Nel tempo di Cesare", all'inizio del 2000, ho cominciato a lavorare in Kenya, facendo documentari con e su un gruppo di ragazzi di strada di Nairobi. Anche lì ho accumulato materiale di archivio che copre più di dieci anni della loro vita. Ragazzi molto talentuosi, che a quel tempo parteciparono a progetti teatrali, anche di successo internazionale, e audiovisivi. Giovani che per un periodo hanno sognato di potersi svincolare dallo slum in cui vivevano. Questo non è avvenuto. O peggio, qualcuno ce lo siamo perso durante il tragitto. Proprio intorno a questa morte prematura di uno di loro si costruisce il racconto del passato e del presente del progetto su cui sto lavorando. Oggi, infatti, lo stesso gruppo, ormai formato di uomini adulti, sta creando, in memoria del loro amico scomparso, una cooperativa, e si sta faticosamente costruendo una strada per poter meglio sopravvivere nello slum. Anche questo è un documentario complesso, un racconto di formazione, questa volta africana. Lo sto sviluppando insieme a Nicko Kori, uno degli ex ragazzi di strada, che nel frattempo è riuscito fino ad oggi a campare facendo il filmaker a Nairobi.

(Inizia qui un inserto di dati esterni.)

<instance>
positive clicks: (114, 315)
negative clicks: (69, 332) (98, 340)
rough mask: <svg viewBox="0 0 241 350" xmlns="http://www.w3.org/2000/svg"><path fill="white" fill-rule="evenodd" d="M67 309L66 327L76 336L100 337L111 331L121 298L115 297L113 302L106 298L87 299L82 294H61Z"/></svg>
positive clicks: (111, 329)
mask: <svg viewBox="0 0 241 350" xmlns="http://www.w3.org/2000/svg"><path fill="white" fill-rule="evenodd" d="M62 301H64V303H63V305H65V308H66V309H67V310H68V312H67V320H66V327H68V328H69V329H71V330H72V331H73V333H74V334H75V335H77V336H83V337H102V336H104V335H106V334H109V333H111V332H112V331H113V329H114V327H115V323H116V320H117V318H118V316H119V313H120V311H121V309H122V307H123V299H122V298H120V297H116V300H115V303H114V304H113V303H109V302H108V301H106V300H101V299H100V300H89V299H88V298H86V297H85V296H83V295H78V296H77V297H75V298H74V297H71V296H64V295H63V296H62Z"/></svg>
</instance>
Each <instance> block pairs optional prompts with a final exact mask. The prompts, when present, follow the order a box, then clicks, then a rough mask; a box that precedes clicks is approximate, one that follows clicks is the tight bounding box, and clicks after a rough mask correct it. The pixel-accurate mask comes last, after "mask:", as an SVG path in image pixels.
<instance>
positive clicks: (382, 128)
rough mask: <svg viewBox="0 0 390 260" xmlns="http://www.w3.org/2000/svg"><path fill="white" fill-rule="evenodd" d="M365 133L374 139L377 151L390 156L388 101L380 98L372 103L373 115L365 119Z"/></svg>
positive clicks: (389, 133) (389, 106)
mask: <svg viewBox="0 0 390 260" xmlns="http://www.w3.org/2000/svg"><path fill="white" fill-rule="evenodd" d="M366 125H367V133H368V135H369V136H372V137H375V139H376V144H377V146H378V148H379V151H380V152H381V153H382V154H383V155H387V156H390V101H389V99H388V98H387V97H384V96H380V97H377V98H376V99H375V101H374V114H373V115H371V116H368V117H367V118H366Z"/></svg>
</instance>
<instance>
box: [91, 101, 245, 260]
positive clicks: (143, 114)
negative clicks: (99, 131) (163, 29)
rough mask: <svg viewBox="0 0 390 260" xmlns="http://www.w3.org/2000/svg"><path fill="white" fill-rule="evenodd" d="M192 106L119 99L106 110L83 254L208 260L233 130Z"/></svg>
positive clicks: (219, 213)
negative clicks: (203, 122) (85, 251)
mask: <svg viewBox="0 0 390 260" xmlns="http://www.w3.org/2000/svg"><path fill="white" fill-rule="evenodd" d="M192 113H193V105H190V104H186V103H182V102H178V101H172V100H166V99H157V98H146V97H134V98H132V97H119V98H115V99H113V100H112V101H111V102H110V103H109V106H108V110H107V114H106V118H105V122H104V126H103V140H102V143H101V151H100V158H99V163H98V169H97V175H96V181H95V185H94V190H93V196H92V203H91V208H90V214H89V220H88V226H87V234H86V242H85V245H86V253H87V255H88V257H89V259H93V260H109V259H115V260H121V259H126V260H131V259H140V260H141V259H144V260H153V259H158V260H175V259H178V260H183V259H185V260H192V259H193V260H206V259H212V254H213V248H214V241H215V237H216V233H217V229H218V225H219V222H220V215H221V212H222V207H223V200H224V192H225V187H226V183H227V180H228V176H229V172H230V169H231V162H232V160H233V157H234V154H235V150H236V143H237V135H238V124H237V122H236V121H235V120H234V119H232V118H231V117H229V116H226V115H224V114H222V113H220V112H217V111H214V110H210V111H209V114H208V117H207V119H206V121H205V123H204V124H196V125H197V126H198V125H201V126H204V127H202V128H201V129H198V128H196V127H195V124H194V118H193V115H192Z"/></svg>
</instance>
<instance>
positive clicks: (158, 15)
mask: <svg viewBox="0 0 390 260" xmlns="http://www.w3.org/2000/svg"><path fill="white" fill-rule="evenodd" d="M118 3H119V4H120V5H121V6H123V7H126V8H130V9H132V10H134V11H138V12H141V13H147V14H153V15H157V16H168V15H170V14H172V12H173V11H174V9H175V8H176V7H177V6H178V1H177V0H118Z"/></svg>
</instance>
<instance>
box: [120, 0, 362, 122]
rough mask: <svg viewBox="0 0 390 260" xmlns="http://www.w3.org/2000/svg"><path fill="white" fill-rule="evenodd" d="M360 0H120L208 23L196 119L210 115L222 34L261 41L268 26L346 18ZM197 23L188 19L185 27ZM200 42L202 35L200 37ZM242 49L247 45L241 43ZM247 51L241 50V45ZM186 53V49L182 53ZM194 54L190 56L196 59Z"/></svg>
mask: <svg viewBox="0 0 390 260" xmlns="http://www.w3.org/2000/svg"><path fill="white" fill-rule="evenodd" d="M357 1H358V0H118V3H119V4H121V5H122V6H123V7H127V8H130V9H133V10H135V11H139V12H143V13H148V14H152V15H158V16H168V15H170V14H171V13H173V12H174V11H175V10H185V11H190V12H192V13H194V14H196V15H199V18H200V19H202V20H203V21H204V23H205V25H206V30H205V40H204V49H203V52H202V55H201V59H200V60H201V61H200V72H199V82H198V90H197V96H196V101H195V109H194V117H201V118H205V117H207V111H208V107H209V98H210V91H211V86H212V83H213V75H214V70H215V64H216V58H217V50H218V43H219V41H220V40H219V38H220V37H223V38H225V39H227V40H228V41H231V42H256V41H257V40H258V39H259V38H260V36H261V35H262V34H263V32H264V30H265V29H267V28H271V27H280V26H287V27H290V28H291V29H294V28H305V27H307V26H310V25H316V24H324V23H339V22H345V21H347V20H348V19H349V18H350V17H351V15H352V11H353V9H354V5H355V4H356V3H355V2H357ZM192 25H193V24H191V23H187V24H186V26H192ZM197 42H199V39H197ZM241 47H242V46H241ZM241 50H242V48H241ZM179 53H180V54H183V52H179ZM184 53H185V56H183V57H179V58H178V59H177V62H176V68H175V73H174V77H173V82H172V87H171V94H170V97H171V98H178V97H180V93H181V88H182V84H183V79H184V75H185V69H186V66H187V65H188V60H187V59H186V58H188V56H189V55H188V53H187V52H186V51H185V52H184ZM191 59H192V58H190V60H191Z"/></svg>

Vorrei aggiungere una cosa: l'incontro con i Rosci, con i Ciccioni e con Anwar è stata per me un'occasione di riconciliazione con la mia città. Mi spiego meglio. Roma è una città disfunzionale, aggressiva, isterica. Le sue bellezze sono preda dell'industria turistica, i suoi abitanti sono vittime (ma anche carnefici) del traffico, della burocrazia, della noncuranza e dello spreco. Roma al contrario è vitale nei suoi interstizi, nelle situazioni nascoste ai margini del mainstream, dove è ancora possibile trovare poesia, ironia e autenticità. Sta a noi valorizzare queste situazioni, sostenere la gente che le tiene vive, anche solo con la nostra presenza. Io ho deciso di farlo con un film.